We talk about scalability, and scaling laws. But what does scalability actually mean? Let’s explore the idea of scalability, starting with the example of maps. Maps have a unique quality—they demonstrate what I call ‘perfect scalability.’ When you create a map, the effort required to draw it is independent of the size of the area being represented. Whether you’re mapping a small city or an entire country, you decide the scale, and the process remains essentially the same. The density of information on the map is uniform, regardless of the size of the real-world object. Of course you will give up on details as you increase the area you represent. This perfect scalability demonstrates how systems can adapt their representation to a fixed level of effort while scaling across vast dimensions.
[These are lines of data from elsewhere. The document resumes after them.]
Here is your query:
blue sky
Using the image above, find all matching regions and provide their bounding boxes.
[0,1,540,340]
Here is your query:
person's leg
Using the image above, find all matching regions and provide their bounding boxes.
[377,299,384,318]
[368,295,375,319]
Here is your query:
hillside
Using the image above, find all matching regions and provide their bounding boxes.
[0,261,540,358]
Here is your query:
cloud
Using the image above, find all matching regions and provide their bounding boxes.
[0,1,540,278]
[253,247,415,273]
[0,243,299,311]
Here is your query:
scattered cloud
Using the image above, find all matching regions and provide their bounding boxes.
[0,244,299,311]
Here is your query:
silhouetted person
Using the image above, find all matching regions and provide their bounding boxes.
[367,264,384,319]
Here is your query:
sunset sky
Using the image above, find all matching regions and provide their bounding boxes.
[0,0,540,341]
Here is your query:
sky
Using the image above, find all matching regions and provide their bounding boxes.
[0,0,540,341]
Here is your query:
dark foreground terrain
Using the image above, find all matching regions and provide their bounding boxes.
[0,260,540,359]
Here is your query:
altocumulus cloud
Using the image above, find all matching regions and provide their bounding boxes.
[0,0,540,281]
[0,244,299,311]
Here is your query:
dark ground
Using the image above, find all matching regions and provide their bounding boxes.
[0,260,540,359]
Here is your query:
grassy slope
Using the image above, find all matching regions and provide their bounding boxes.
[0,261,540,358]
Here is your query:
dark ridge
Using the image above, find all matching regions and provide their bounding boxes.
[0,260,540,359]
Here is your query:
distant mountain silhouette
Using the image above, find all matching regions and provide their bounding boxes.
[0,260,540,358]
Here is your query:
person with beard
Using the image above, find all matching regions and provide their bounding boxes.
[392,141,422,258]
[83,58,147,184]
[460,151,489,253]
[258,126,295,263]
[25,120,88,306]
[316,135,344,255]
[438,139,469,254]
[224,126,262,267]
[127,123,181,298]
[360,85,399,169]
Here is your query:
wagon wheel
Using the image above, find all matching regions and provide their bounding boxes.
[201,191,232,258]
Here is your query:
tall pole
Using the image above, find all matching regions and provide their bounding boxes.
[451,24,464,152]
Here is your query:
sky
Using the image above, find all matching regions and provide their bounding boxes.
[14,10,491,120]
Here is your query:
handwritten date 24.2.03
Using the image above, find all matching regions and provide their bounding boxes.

While maps illustrate perfect scalability, most real-world systems are scalable only in certain ways. We can see what this means through the example of physical buildings. Our ability to build houses scales well horizontally. If you want to build 100 houses, it requires roughly 10 times the effort of building 10 houses. This is a linear scaling across the horizontal dimension. However, vertical scalability, building taller structures, doesn’t behave the same way.
Going from a single-story house to a 10-story building introduces nonlinear complexities like structural reinforcement, new materials, and safety systems. The cost and the resources needed will not be 10 times more, but many times more. Again, if we want to build a 100-story skyscraper, it will be much more expensive than 10 buildings that are 10-story high.
And despite our ingenuity, there are hard limits. For instance, we can’t build a skyscraper 1,000 stories tall, no matter how much effort we apply. This example illustrates how scalability depends on the specific dimension being scaled and how each dimension has its own unique constraints and limits.
In modern AI systems scalability plays a critical role in achieving performance. The capabilities of Large language models are shaped by scalability laws. As we scale the size of these models, by increasing the number of parameters, compute, data, and training time, their performance improves. Cascading methods such as pre-training, fine-tuning, and test-time adjustments extend the envelope of performance, allowing us to overcome individual limitations. By strategically scaling in multiple dimensions, we push AI systems beyond their initial constraints, optimizing performance across the entire lifecycle of the model.
One of the most intriguing aspects of scalability in AI is the emergence of unexpected capabilities. As we scale large language models, their performance can undergo non-linear jumps. For example, tasks like logical reasoning, translation, or even coding emerge at certain thresholds, even though they weren’t explicitly programmed into the system. This is similar to phase transitions in physics, where a system suddenly changes behavior once a critical point is reached. These latent features surprise many people because they’re not directly tied to the original design goals but are instead byproducts of the model’s scale and depth. These emergent capabilities challenge our assumptions about how systems achieve complex behavior.